Lee's school fell from an A grade in the past several years to a B grade this year. Lee hypothesizes that the school lost points on the "student progress" measure of year-to-year growth on test scores, which counts for most of the report. Students at Yung Wing tend to be high-performing, he said, so they did not have as much room to grow as pupils in struggling schools. Three-quarters of the school's pupils were proficient on the state's English Language Arts exams this year and almost 90 percent were proficient in math.

Lee's complaint is frequently raised at high-scoring schools. But the city says it compares each school to a "peer group" of 30-40 schools with similar demographics, in order to see whether other schools have made more progress with the same populations. This is why education officials have argued all along that even high scoring students can make progress, because they've seen other schools where it happens.

But that emphasis on test scores is precisely what worries teachers such as Lee.

Only 15 percent of the progress report score is based on input from teachers and parents, he noted, "which to me seems like the most meaningful indicators" of how the school is doing.

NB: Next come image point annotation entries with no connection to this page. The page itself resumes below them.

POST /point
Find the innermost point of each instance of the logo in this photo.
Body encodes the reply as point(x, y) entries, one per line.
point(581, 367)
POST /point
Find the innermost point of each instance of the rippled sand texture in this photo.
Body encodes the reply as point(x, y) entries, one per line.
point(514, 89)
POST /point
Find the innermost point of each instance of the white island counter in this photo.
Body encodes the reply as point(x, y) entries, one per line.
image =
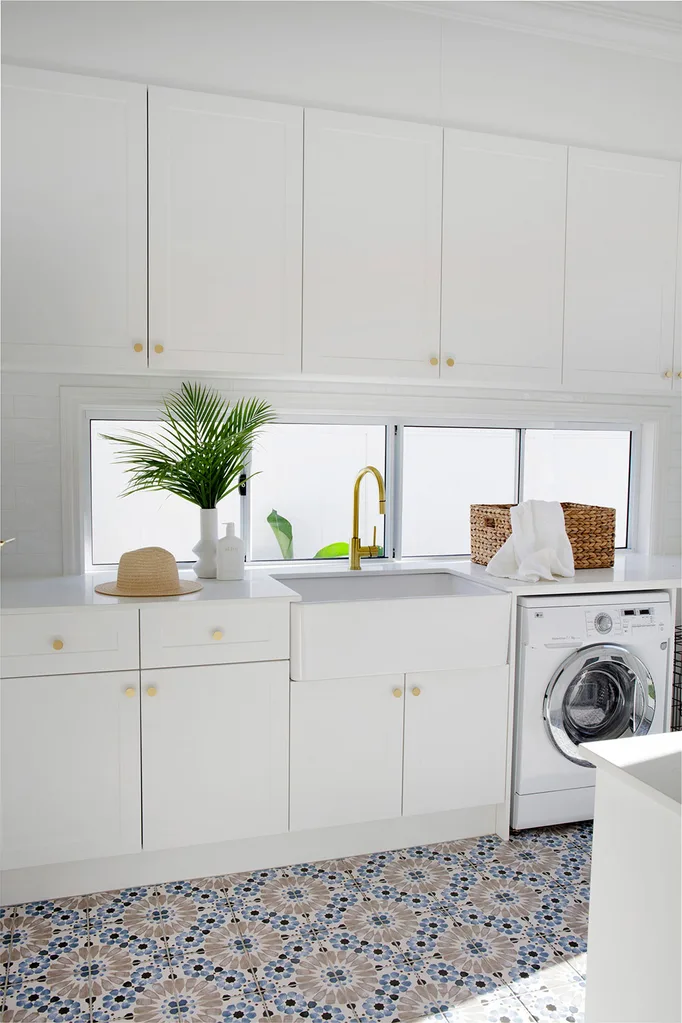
point(635, 925)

Lee also questions basing such a large majority of the report on a standardized test that has been changing from year to year as the state phases in tougher standards. For instance, he said, students had to adjust to longer testing time which could have affected their stamina.

"So, for me, it's very hard to understand how they can really unpack the growth that's happening there."

Then there's the fact that progress reports are based on a single year's metrics. Critics say this methodology can result in big swings. About a quarter of the 100-plus schools that got D's and F's on their progress reports this year got A's and B's the previous year.

"You want to give schools a really good indicator of how they're doing right now," said James Liebman, Columbia Law School professor who worked with the city's Department of Education to develop the first school progress report.

Back in 2007, officials had discussed basing the progress reports on several years' worth of data. But that idea was rejected.

"If you take three-year averages of how schools would do," said Liebman, "you could dilute what's really important to a school, which is 'The things that we're doing right now, how well are they working?'"

Shael Polakow-Suransky, the city's chief academic officer, noted that the city does include a chart on each school's progress report showing how it's fared over the last three years. But he agreed that progress report plays an important role of measuring annual shifts and that, yes, schools can change enough in a year to cause a big rise or fall in their letter grade.

"When you dig in behind why things decline in a school, often what you find is that there was something that happened in that school," he said. "It could have been a change in staff or leadership. It could have been something around the curriculum. It could have been something around the facilities."

The progress reports offer at least a point of inquiry, Suransky and Liebman say, to reflect on what may be contributing to changes in the school's performance. And decisions about whether to close a struggling school are never based solely on one year's progress report, said Suransky. The city looks at multiple years' worth of data and more qualitative evaluations, such as school visits and meetings with staffers.

But Aaron Pallas, professor of sociology and education at Teachers College at Columbia University, said the methodology behind the city's progress reports offer "a kind of false sense of precision."

He singled out the peer index, which is used to compare schools that have similar demographics. The index takes into account economic need, students with disabilities, students who are black and Hispanic and English language learners.

Principals often complain about these groupings, claiming their schools are frequently compared to schools that are actually very different. Or to schools that are so similar that a slight fluctuation in one school's test scores can lead to a big change in another school's progress report.

The principals union has said that progress reports are useful, but don't tell the whole story of progress for a school.